Fake Life Confessions:

I have no Chinese friends.  My language partner is Korean.  And I quickly discovered that the one Chinese friend I did have (her name was Smile) was using other foreigners and me for our English.  She told us she goes to Beida, but we found out she’s not even in college, and she’d blow up my phone every other day saying, “I’ll be waiting for you (insert place) at (insert time),” without even asking me if I wanted to meet or if I was free.  Most of the time, I feel conversing with a Chinese person, even if they’re conversant in English, takes tons of energy and effort, and I find that if given the choice, I will always choose returning to Zhongguanxinyuan to pass out over “hanging out.”  Do Chinese people hang out?  I don’t even know.

I haven’t relaxed in two months.  The trials of each day leave me absolutely exhausted, and unfortunately I have yet to uncover a method to relieve my daily agitation.  In America if I’m feeling stressed out, I can hop on my bike and be on a trail in ten seconds.  Think there is such a thing as trails in Beijing?  Think again.  If I had a bike, I’d be subjected to crazy driver-laden streets, and my bike would likely be stolen within a few months.  Go for a run, you say?  Have fun getting lung disease.  Beijing doesn’t really do parks either, unless it has an admission fee, a few hundred years of history, and about a thousand daily visitors.  I can’t relax when my roommate is around, which she always is, even on Friday and Saturday nights.  I’ve already read the two English books that I brought here (Mary Shelley’s Frankenstein and a biography of Norman Borlaug of course), so I’ve started watching bootlegged movies on the internet.  I don’t even like film.  Maybe after this year though, I will cease to be made fun of for all the movies I haven’t seen…

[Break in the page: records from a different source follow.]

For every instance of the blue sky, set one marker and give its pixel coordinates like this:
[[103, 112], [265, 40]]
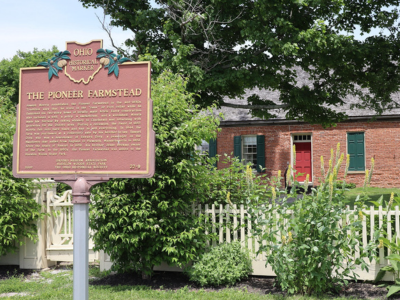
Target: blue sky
[[29, 24]]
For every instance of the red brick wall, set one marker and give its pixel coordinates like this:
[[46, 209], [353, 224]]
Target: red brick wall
[[382, 142]]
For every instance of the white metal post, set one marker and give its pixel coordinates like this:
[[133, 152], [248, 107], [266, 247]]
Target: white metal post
[[81, 251]]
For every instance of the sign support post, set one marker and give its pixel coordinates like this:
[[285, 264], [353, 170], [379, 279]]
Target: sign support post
[[81, 199], [84, 116]]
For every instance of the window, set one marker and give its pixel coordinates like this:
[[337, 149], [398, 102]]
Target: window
[[356, 150], [203, 148], [250, 148]]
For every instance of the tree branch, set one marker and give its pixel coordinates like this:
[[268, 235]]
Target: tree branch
[[108, 30]]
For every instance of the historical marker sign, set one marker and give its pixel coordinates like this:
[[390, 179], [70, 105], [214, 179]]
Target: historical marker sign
[[86, 112]]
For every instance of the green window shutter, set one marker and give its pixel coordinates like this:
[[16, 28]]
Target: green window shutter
[[260, 152], [355, 148], [237, 146], [212, 150]]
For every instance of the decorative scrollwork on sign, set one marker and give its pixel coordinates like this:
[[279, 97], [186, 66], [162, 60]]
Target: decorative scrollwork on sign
[[56, 63], [111, 60]]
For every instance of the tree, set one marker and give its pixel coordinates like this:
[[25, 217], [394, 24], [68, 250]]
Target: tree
[[18, 210], [143, 222], [226, 47], [9, 69]]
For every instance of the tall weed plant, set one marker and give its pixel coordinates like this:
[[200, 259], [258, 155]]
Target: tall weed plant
[[310, 244]]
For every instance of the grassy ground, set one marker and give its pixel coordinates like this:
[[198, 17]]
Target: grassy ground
[[373, 194], [58, 286]]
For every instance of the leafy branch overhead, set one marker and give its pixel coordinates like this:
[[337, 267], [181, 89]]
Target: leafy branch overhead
[[56, 63], [111, 60], [306, 55]]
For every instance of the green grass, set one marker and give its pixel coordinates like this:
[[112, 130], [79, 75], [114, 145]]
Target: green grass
[[59, 287], [373, 194]]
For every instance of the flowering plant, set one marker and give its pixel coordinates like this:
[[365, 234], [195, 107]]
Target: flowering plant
[[310, 240]]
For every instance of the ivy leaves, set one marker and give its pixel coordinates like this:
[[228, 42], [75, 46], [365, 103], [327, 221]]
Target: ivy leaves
[[56, 63], [110, 60]]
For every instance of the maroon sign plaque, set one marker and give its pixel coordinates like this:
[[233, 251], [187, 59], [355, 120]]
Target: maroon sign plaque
[[86, 112]]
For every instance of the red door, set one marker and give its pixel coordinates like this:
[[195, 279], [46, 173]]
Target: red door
[[303, 160]]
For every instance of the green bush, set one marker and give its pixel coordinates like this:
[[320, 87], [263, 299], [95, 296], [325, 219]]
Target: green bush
[[307, 249], [18, 210], [236, 183], [224, 264], [141, 223]]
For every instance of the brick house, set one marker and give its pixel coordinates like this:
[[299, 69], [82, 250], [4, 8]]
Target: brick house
[[269, 142]]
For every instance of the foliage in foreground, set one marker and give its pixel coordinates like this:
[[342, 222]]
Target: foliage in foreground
[[143, 222], [236, 183], [391, 244], [59, 287], [18, 210], [311, 244], [224, 264]]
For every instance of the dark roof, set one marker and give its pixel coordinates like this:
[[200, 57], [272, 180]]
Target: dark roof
[[233, 115]]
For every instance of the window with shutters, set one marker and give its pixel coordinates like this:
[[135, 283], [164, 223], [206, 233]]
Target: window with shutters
[[251, 148], [356, 150]]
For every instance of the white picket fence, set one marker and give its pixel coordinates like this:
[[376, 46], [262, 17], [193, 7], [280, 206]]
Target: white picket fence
[[232, 223], [229, 223]]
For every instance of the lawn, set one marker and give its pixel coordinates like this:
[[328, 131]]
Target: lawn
[[373, 194], [57, 285]]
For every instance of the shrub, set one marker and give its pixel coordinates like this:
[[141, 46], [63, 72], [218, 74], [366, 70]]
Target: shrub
[[141, 223], [236, 184], [18, 210], [306, 247], [224, 264]]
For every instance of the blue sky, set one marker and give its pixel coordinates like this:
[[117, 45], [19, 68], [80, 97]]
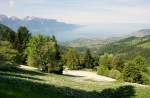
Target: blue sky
[[107, 16]]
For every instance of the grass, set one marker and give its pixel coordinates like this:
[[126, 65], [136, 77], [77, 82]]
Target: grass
[[20, 83]]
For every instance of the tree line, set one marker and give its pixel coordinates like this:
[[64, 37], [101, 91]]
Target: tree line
[[43, 52]]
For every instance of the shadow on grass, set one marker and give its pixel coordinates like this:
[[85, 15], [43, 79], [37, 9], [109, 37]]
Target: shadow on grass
[[18, 88], [19, 76], [19, 70], [72, 75]]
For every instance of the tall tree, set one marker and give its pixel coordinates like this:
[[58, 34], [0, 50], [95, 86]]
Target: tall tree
[[42, 53], [72, 59], [22, 38], [88, 59], [106, 60]]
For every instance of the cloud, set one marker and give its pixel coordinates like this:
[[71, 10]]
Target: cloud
[[11, 3]]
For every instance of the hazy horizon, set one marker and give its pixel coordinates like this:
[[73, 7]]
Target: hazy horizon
[[99, 18]]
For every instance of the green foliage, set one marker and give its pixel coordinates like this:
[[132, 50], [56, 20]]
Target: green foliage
[[42, 52], [22, 38], [115, 74], [7, 34], [140, 61], [103, 70], [71, 59], [106, 60], [20, 44], [132, 73], [118, 62], [7, 53]]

I haven’t been anywhere in the city besides the university and three expat hangout areas.  My life is a constant rotation.  Beida, WuDaoKou, Beida, Sanlitun, Beida, Beida, Houhai, Beida, WuDaoKou, Beida.  I really haven’t even done anything else here besides school; shopping for fake goods at fake markets; searching for sad attempts at pizza, burgers, and sandwiches; and going to bars and clubs where white people are the majority.  One of my favorite restaurants, Pyro Pizza, is styled exactly like an American college bar, completely with beer pong tables, banners hanging from the ceiling that read “WuDaoKou Football Champions 1977,” and large glass beer steins filled with fake Budweiser.  I can close my eyes and pretend the gophers just lost and I’ve gone to Campus Pizza with some friends after the game.

I love McDonalds.  My girlfriend asked me the other day what I would eat if I could eat anything in Beijing.  I would eat McDonalds.  Hands down, no competition.  Although last weekend I went to the city’s only Burger King, and I must say, their fries are better.

China’s culture is increasingly more fake.  They’ve become obsessed with the West in every way and want more than anything to become rich like America.  Women will bleach their skin white and undergo blepharoplasty cosmetic surgery to create a double eyelid.  They love Nike, they love The North Face, they love Starbucks.  Buddhism is becoming commercialized.  They built a fake section of the Great Wall to capitalize on tourism.  Enough said.

My fake Chinese life has left me exhausted, and I haven’t left the confines of my cold tiled dorm room this weekend save for a frustrating erhu lesson.  Mom sent me a wonderful box full of twizzlers, peeps, granola bars, smarties, etc. and I’ve made dinner out of it for the past two nights and didn’t feel an ounce of guilt about it.  When I woke up this morning, my skin had broken out entirely, worse than it’s been since my middle school pizza face days.  Oh hey body, looks like you forgot all about high fructose corn syrup.  Ahh fake sugar, how I’ve missed you.